Here are some concrete examples of curiosities I've been able to explore, only thanks to LLMs:
Over the Christmas holidays, I released two native Ruby gems (mquickjs-ruby and quickjsruby) that provide a complete JS runtime. From idea to finished project with tests, benchmarks, and documentation — in a couple of days. With about twenty prompts. From my phone, without a laptop.
I was looking for an app to share a shopping list with Taiza. Simple and synced. I couldn't find one that was dumb and basic enough. In a few hours, I released Noto (GitHub). Anonymous, dark/light mode, super clean interface. Among other things, it uses Supabase — a product I'd never tried before.
I converted this blog from SvelteKit to Astro, something I'd been wanting to do for at least a year, even though the site had no real problems. One of those classic tasks that's tedious and hard to justify… unless an LLM does it for you. In a few hours.
At work, we're working on a new feature launching soon. One morning I thought, "Wouldn't it be great to have a motion design presentation video?" I discovered Remotion, a tool for creating videos programmatically. I'd never heard of it. The bootstrapped project already has skills ready to go. I iterated with Claude on the storyboard and then had it write all the necessary code. By that same morning, the video was done.
All of this is absolutely wild, and I still can't fully wrap my head around it.
I don't even feel like the quality of the code I produce is declining: I read the generated code carefully, verify everything, and spend considerable time specifically asking for refactors and renames until the result matches my taste. I remain in total control, just like before — but with timelines that are a fraction of what I could achieve alone. And I consider myself an extremely fast programmer.
Manager of agents
The biggest annoyance I've noticed is that the flow is much more fragmented. When programming, I used to be "in the zone." Now I ask for something, then wait.
Maybe not for long, but long enough to break the flow — and for other ideas to start floating in, distracting me. What I often end up doing is trying to parallelize two tasks, the current one and the new one, with two agents. And that's the beginning of the end: I transform from a developer "in pair mode" into a manager of agents, with all the cognitive stress that brings. I don't like managing people. I like to program.
Open questions
It's all extremely new, and I still need to adapt. The unanswered questions are endless.
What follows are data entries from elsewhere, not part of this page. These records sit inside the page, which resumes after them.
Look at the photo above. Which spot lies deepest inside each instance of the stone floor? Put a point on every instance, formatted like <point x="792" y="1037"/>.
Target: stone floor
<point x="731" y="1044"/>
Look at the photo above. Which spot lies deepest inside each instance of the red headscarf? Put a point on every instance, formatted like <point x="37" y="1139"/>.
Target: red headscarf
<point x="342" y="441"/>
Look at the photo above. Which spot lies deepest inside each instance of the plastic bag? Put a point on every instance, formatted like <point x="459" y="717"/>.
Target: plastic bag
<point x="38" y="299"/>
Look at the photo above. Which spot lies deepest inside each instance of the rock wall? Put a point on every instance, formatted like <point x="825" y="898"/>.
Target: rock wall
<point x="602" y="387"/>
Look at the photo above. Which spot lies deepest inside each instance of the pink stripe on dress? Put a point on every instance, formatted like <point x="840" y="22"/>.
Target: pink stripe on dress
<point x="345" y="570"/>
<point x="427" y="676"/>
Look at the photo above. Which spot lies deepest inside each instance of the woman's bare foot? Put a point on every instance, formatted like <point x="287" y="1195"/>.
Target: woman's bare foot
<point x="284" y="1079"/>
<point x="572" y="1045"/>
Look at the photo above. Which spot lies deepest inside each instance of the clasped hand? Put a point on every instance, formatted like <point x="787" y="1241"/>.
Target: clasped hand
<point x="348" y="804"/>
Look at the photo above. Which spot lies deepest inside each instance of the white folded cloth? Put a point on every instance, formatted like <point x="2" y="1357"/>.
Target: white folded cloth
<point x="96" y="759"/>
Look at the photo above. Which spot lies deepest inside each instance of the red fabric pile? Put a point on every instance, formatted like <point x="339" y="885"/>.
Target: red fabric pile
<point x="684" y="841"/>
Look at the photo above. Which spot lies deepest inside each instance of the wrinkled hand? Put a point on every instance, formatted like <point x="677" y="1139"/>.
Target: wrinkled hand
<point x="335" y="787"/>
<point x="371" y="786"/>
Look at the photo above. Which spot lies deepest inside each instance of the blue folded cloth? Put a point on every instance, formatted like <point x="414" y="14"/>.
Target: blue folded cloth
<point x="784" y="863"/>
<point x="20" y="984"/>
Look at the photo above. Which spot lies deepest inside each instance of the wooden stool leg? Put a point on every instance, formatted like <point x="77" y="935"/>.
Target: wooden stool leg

If code is basically free now, will SaaS as a concept still be a thing in the next decade? What kind of products will survive?
Will high-level code just be the next Assembly? Will we really lose complete control over code and the processes to write it and just focus on the end result, like Gas Town and similar AI-orchestration projects are trying to prove?
More broadly speaking, will humans still need to work? Which human skills still matter?